Rolling counts based on rolling cohorts

Question

Using Postgres 9.5. Test data:

create temp table rental (
    customer_id smallint
    ,rental_date timestamp without time zone
    ,customer_name text
);

insert into rental values
    (1, '2006-05-01', 'james'),
    (1, '2006-06-01', 'james'),
    (1, '2006-07-01', 'james'),
    (1, '2006-07-02', 'james'),
    (2, '2006-05-02', 'jacinta'),
    (2, '2006-05-03', 'jacinta'),
    (3, '2006-05-04', 'juliet'),
    (3, '2006-07-01', 'juliet'),
    (4, '2006-05-03', 'julia'),
    (4, '2006-06-01', 'julia'),
    (5, '2006-05-05', 'john'),
    (5, '2006-06-01', 'john'),
    (5, '2006-07-01', 'john'),
    (6, '2006-07-01', 'jacob'),
    (7, '2006-07-02', 'jasmine'),
    (7, '2006-07-04', 'jasmine');

I am trying to understand the behaviour of existing customers. I am trying to answer this question:

What is the likelihood of a customer to order again based on when their last order was (current month, previous month (m-1)...to m-12)?
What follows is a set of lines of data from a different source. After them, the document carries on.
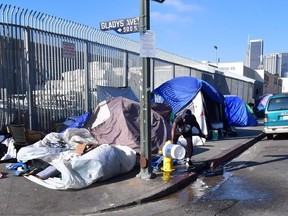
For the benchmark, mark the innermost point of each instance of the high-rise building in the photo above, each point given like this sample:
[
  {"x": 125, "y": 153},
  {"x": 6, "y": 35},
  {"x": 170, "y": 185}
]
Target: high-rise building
[
  {"x": 277, "y": 63},
  {"x": 255, "y": 54}
]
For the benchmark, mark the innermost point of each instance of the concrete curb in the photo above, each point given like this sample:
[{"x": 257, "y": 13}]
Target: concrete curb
[
  {"x": 234, "y": 151},
  {"x": 179, "y": 181}
]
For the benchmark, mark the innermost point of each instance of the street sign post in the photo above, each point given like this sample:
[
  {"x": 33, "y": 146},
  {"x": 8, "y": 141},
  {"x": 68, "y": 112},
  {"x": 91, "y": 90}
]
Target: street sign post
[{"x": 121, "y": 26}]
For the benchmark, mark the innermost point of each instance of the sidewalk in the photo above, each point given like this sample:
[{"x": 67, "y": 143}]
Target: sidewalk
[{"x": 20, "y": 196}]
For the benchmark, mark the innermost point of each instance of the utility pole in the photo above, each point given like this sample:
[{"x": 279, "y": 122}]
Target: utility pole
[
  {"x": 145, "y": 108},
  {"x": 216, "y": 48}
]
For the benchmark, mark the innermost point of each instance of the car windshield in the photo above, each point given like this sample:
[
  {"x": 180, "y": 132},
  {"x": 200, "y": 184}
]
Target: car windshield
[{"x": 278, "y": 104}]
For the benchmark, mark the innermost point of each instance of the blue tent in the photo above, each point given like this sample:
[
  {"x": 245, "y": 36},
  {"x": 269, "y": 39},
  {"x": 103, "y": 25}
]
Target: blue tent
[
  {"x": 236, "y": 112},
  {"x": 180, "y": 92}
]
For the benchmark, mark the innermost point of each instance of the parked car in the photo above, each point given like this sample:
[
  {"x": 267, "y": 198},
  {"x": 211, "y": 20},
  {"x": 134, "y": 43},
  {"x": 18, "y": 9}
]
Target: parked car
[{"x": 276, "y": 115}]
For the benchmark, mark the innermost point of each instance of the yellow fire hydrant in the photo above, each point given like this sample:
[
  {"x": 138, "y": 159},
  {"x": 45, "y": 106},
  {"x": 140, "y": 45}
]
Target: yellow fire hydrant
[{"x": 171, "y": 152}]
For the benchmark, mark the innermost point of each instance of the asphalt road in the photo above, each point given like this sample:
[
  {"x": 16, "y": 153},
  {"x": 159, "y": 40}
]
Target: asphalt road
[{"x": 255, "y": 184}]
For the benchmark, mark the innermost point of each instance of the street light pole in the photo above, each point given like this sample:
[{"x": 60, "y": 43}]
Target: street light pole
[
  {"x": 216, "y": 48},
  {"x": 145, "y": 109}
]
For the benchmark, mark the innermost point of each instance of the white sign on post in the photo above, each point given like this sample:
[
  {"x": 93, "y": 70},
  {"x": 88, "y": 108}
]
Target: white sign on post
[
  {"x": 69, "y": 50},
  {"x": 147, "y": 44}
]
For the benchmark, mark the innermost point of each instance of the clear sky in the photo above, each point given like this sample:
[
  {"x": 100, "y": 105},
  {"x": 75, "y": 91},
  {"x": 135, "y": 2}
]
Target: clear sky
[{"x": 189, "y": 28}]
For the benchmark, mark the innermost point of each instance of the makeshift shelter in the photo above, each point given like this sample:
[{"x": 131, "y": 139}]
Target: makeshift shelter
[
  {"x": 236, "y": 112},
  {"x": 117, "y": 122},
  {"x": 205, "y": 102}
]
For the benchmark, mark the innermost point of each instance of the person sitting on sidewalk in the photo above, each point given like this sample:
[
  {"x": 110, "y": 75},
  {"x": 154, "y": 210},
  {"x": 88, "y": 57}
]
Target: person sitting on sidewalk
[{"x": 182, "y": 125}]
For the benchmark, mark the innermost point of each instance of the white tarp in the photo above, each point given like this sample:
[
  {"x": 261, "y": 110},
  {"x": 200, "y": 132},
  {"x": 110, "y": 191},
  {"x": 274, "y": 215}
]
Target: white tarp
[{"x": 78, "y": 171}]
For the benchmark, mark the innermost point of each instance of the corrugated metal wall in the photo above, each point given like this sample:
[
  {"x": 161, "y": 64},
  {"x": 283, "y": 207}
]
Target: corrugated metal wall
[{"x": 50, "y": 68}]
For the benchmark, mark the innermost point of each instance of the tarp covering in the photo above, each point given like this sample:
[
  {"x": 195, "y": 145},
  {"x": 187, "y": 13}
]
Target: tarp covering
[
  {"x": 236, "y": 112},
  {"x": 117, "y": 122},
  {"x": 180, "y": 91},
  {"x": 77, "y": 171}
]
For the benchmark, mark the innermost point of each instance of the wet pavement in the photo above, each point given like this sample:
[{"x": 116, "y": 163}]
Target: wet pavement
[{"x": 20, "y": 196}]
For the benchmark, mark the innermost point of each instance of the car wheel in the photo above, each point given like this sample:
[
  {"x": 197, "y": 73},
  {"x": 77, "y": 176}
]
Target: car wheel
[{"x": 269, "y": 136}]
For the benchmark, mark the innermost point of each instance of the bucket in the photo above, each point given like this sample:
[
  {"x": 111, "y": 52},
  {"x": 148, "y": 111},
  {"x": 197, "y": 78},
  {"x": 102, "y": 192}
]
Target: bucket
[
  {"x": 214, "y": 135},
  {"x": 182, "y": 141},
  {"x": 174, "y": 151}
]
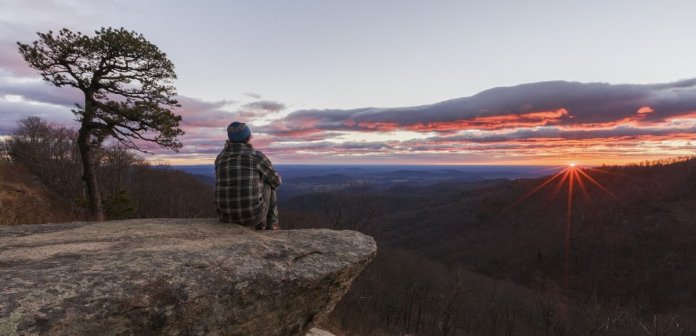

Likelihood is calculated as:

distinct count of people who ordered in current month /
distinct count of people in their cohort.

Thus, I need to generate a table that lists a count of the people who ordered in the current month, who belong in a given cohort.

Thus, what are the rules for being in a cohort?

- current month cohort: >1 order in month OR (1 order in month given no previous orders)
- m-1 cohort: <=1 order in current month and >=1 order in m-1
- m-2 cohort: <=1 order in current month and 0 orders in m-1 and >=1 order in m-2
- etc

I am using the DVD Store database as sample data to develop the query: http://linux.dell.com/dvdstore/

Here is an example of cohort rules and aggregations, based on July being the "month's orders being analysed" (please notice: the "month's orders being analysed" column is the first column in the 'Desired output' table below):

customer_id | jul-16| jun-16| may-16|
------------|-------|-------|-------|
james       | 1  1  | 1     | 1     | <- member of jul cohort, made order in jul
jasmine     | 1  1  |       |       | <- member of jul cohort, made order in jul
jacob       | 1     |       |       | <- member of jul cohort, did NOT make order in jul
john        | 1     | 1     | 1     | <- member of jun cohort, made order in jul
julia       |       | 1     | 1     | <- member of jun cohort, did NOT make order in jul
juliet      | 1     |       | 1     | <- member of may cohort, made order in jul
jacinta     |       |       | 1 1   | <- member of may cohort, did NOT make order in jul

This data would output the following table:

--where m = month's orders being analysed

month's orders |how many people |how many people from  |how many people   |how many people from    |how many people   |how many people from    |
being analysed |are in cohort m |cohort m ordered in m |are in cohort m-1 |cohort m-1 ordered in m |are in cohort m-2 |cohort m-2 ordered in m |...m-12
---------------|----------------|----------------------|------------------|------------------------|------------------|------------------------|
may-16         |5               |1                     |                  |                        |                  |                        |
jun-16         |                |                      |5                 |3                       |                  |                        |
jul-16         |3               |2                     |2                 |1                       |2                 |1                       |

My attempts so far have been on variations of:

generate_series()

and

row_number() over (partition by customer_id order by rental_id desc)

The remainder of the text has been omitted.